Windsor city council debate on supervised consumption site location delayed: WECHU

·3 min read
The proposed location is 628 Goyeau St. in downtown Windsor.  (Dale Molnar/CBC - image credit)
The proposed location is 628 Goyeau St. in downtown Windsor. (Dale Molnar/CBC - image credit)

Despite the opioid crisis taking its toll on Windsor-Essex, the local health unit said the approval of a supervised consumption and treatment site location has been bumped from the city's council agenda for the second month in a row.

Windsor-Essex County Health Unit (WECHU) CEO Nicole Dupuis said the item was expected to go before council in November, but was moved to December.

However, the matter is now expected to go before council next month on Jan. 17.

At Monday's meeting, Coun. Rino Bortolin said he will bring forward a motion at the next meeting, which will ask councillors to approve the site.

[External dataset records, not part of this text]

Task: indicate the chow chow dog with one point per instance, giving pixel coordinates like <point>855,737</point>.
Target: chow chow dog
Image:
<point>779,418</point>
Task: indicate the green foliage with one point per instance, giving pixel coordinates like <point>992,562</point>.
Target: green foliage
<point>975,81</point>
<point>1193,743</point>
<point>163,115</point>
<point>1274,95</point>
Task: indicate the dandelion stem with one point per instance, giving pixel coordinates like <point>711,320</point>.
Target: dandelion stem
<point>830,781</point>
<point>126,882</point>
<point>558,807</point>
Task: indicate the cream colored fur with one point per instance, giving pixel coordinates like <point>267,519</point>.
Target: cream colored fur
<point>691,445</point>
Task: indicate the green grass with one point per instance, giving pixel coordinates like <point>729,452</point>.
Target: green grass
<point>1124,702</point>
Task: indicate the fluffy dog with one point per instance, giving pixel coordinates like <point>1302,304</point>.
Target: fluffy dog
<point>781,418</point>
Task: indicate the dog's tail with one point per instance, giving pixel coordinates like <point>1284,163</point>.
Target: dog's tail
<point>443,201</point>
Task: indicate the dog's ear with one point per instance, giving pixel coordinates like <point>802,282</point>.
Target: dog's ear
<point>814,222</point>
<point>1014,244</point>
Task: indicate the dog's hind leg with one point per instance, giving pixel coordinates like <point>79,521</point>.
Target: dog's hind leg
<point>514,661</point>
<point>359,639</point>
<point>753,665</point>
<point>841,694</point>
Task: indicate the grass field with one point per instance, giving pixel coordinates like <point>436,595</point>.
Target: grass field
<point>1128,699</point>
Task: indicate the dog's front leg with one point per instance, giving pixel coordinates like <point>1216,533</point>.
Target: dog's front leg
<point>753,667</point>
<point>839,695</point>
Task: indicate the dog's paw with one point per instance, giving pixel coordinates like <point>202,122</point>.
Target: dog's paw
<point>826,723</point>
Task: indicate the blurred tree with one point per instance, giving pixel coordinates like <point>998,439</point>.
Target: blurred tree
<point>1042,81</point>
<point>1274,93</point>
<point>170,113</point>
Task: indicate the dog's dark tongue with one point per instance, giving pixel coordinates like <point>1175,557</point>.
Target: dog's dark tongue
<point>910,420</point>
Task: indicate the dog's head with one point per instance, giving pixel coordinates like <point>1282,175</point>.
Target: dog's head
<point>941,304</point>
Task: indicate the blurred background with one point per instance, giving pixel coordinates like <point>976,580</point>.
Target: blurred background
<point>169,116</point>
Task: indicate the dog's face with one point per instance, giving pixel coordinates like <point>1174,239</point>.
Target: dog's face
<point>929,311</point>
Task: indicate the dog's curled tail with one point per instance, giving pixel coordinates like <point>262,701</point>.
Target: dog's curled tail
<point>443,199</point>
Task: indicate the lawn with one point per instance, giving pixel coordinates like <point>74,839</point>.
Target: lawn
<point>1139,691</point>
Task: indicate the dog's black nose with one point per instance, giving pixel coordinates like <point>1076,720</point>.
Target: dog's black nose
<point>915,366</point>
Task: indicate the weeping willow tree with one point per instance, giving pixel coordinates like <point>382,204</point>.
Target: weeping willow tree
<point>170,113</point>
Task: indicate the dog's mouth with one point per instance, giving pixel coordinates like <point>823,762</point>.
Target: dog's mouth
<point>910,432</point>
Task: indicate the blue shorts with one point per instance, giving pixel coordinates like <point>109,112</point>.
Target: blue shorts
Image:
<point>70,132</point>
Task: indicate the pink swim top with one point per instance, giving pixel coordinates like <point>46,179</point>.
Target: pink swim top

When asked about it during Monday morning's COVID-19 briefing, Dupuis said the health unit was told the delay was because there "wasn't enough room on the agenda."

WECHU is looking to get city approval on the proposed location at 628 Goyeau St., after which it can submit the application to the federal government. Health unit officials have been working on an application for a site since 2019. The board of health signed off on the site in September.

"The public health service's role is to advocate for things that aren't always popular," said Windsor-Essex's acting medical officer of health Dr. Shanker Nesathurai.

"Sometimes the opioid crisis gets less emphasis because of COVID, but it's still going on. This is an important item for the people who live in Windsor-Essex ... I think it's incumbent on all of us to get the safe consumption site up and going so that we can further try to address the opioid crisis."

WECHU Board vice chair and Ward 3 Coun. Rino Bortolin told CBC News Monday that his motion Monday "guarantees" that it will be on the next meeting's agenda.

He said that the mayor's office and senior city administration do an agenda review and decide what makes it in. Bortolin added that November's agenda was pretty heavy and then, aside from today's meeting, there was the budget meeting.

When asked whether the mayor's office could have made this a priority, Bortolin said, "I think so," adding that the question should be directed to the mayor and administration.

"I see it as a priority. I think that there was probably an opportunity to probably move this along quicker, but you know unfortunately it didn't," he said.

26 preliminary deaths in Windsor-Essex: Public Health Ontario

This comes as opioid overdoses continue to spike across the province due to the pandemic.

"This is a number one issue that needs to be on the agenda and looked at," said Lisa Valente, director of Families Stop the Harm group.

"Every single day that we are waiting, we are having people dying. The amount of overdoses and deaths from overdoses that I'm personally seeing the last couple of months has been a lot more than I've ever seen."

Sanjay Maru/CBC
Sanjay Maru/CBC

Within the first six months of 2021, Public Health Ontario preliminary data reports 26 deaths in Windsor-Essex, with five more listed as probable.

In Windsor-Essex, a record 13 alerts have been issued by the health unit this year alerting the public to a significant number of opioid overdoses in the region.

According to the most recent data on WECHU's website, there have been 343 emergency department visits due to an opioid overdose between January and October this year.

"With all due respect if there's other things on [the city's] agenda, they need to be bumped before this. Like we're bumping lives, how are we going to explain that we're bumping people's lives?" Valente said.

"There's so many other things that could wait till January that don't affect living or dying. It's a state of emergency — this is life or death."